01/09/2021

Actions en soutien à notre agriculture

Grâce à l’extraordinaire capacité d’adaptation des agriculteurs, notre modèle agricole français a tenu bon durant la crise sanitaire et jamais la chaîne d’approvisionnement n’a été menacée. Avant tout, permettez-moi donc de vous remercier pour la contribution que vous y avez apporté.

 

Nous savons aussi que le monde agricole doit faire face à de nombreux défis qui nécessitent de lui donner les moyens d’ouvrir de nouvelles perspectives. C’est le défi des accidents climatiques, de plus en plus nombreux, et des moyens assuranciels qu’il est urgent de déployer. C’est le défi du renouvellement des générations qui passe par une plus grande attractivité des métiers agricoles, en particulier à travers une meilleure rémunération de leur travail ainsi qu’à travers une revalorisation des perspectives de retraite.
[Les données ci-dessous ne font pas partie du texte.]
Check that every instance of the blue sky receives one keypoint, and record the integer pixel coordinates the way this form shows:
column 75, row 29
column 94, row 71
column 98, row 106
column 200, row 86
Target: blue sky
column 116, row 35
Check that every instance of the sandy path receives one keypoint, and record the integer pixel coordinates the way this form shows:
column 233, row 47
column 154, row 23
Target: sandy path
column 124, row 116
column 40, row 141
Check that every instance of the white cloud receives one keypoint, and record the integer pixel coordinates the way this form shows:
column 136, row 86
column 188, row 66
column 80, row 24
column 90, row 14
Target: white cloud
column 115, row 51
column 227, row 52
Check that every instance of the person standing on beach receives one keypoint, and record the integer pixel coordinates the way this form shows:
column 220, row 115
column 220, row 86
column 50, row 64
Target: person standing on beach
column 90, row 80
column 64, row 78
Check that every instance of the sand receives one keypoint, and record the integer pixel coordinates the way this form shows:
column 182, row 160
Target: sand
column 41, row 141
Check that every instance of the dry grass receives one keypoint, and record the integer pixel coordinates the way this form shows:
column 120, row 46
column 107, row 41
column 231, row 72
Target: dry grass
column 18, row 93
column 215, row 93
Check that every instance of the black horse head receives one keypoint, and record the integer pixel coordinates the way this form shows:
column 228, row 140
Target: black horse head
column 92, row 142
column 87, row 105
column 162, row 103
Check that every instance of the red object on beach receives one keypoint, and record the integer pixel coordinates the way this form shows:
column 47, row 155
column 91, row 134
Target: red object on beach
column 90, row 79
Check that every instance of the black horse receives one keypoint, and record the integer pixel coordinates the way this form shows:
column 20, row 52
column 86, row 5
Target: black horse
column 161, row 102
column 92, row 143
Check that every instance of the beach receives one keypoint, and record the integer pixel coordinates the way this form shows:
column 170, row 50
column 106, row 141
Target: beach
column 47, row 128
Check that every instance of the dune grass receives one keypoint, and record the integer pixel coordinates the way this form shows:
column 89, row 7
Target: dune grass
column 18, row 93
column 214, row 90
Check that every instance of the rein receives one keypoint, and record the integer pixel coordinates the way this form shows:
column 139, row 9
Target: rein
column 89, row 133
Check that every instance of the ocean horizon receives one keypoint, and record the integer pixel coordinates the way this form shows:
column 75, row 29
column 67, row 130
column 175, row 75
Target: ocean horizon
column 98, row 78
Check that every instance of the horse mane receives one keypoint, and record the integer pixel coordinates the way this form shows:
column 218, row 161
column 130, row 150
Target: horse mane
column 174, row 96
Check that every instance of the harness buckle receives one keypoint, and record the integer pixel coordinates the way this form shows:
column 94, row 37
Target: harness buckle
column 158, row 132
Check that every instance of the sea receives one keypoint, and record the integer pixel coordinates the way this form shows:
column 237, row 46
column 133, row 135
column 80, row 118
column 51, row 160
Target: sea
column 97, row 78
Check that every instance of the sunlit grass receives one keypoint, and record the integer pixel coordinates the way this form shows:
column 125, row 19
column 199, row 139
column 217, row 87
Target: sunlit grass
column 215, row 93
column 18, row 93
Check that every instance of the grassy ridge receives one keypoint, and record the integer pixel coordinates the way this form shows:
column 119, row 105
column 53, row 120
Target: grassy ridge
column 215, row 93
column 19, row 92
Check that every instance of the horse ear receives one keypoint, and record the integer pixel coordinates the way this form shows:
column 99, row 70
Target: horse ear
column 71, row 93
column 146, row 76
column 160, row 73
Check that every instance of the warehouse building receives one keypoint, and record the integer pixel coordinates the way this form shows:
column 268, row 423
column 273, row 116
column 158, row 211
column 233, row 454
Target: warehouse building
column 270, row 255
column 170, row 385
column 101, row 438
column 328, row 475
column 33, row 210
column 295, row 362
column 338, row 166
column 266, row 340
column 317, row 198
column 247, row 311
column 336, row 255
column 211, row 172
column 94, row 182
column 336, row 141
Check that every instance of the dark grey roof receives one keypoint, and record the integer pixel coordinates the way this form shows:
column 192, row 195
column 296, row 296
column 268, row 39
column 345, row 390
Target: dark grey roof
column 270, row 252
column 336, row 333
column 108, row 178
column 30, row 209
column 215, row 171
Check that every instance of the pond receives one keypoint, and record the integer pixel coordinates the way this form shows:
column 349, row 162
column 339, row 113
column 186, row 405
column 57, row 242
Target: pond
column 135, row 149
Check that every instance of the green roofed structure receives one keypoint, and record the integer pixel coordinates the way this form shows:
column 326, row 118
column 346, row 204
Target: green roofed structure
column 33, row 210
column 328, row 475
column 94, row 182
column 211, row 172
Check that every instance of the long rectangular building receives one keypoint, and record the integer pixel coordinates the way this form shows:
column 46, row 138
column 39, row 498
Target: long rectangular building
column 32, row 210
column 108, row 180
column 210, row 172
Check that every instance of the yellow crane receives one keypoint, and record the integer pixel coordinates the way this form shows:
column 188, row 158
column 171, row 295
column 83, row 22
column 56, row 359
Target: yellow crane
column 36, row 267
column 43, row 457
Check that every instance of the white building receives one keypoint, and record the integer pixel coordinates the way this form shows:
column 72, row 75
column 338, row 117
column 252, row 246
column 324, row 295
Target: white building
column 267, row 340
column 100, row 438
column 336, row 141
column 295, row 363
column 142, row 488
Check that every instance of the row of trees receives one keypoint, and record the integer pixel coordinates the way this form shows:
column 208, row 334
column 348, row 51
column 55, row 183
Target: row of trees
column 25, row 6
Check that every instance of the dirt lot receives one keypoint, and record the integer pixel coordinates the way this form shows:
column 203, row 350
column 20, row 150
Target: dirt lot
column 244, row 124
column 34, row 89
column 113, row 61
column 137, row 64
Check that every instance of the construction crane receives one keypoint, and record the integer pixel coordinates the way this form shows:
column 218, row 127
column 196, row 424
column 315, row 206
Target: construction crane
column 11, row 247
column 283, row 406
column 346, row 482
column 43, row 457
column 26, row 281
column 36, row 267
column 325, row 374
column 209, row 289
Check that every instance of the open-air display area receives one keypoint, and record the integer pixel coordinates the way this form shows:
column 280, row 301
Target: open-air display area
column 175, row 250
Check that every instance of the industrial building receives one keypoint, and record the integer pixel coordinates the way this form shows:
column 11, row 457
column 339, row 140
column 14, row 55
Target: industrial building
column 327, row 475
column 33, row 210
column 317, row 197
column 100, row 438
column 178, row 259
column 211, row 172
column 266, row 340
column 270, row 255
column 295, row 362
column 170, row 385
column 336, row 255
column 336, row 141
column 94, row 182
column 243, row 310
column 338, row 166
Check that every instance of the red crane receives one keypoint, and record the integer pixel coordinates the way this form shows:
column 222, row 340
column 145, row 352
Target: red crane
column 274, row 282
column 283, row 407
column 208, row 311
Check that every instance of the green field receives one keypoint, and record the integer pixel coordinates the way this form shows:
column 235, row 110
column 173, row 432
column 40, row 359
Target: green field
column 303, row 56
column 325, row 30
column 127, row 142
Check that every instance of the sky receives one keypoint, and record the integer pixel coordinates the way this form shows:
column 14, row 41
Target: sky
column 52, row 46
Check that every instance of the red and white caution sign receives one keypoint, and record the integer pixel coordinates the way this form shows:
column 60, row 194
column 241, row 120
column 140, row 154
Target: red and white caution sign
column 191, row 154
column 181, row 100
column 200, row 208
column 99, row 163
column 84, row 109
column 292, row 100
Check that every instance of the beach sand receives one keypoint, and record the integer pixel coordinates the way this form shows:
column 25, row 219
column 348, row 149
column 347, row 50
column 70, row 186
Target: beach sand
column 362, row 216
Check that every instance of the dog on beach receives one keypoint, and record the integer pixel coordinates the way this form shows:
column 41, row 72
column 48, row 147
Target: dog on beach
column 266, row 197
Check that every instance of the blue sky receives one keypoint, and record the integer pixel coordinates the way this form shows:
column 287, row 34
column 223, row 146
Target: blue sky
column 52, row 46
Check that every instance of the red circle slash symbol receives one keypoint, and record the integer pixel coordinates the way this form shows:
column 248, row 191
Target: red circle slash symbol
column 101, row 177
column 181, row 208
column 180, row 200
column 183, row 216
C’est le défi du changement climatique qui pose la question de notre souveraineté alimentaire mais aussi celui du stockage du carbone dans nos sols.

Conscient de ces enjeux, le groupe Agir ensemble auquel j’appartiens, s’est mobilisé pour lever les obstacles juridiques afin de vous donner les outils pour faire face à ces défis.

À l’Assemblée nationale, nous avons récemment adopté des textes en ce sens.

Tout d’abord, nous avons récemment travaillé sur la proposition de loi visant à protéger la rémunération des agriculteurs. Elle permettra aux agriculteurs à mieux vivre de leur travail par un juste prix payé en rééquilibrant les relations commerciales entre les différents maillons de la chaine alimentaire et agroalimentaire. C’est une attente forte sur le terrain pour donner plus de visibilité et de sécurité aux agriculteurs. Nous avons ainsi participé à la mise en place de la contractualisation en volume pour les produits alimentaires vendus sous marque de distributeur (MDD). Nous rendons également obligatoire les contrats pluriannuels et la prise en compte des indicateurs de production dans la détermination du prix des produits agricoles entre le producteur et son premier acheteur.

S’agissant des retraites agricoles, nous avons adopté le 17 juin dernier, une proposition de loi visant à améliorer les pensions de retraites agricoles les plus faibles. Elle s’adresse notamment aux conjoints collaborateurs et aux aides familiaux, non-salariés agricoles.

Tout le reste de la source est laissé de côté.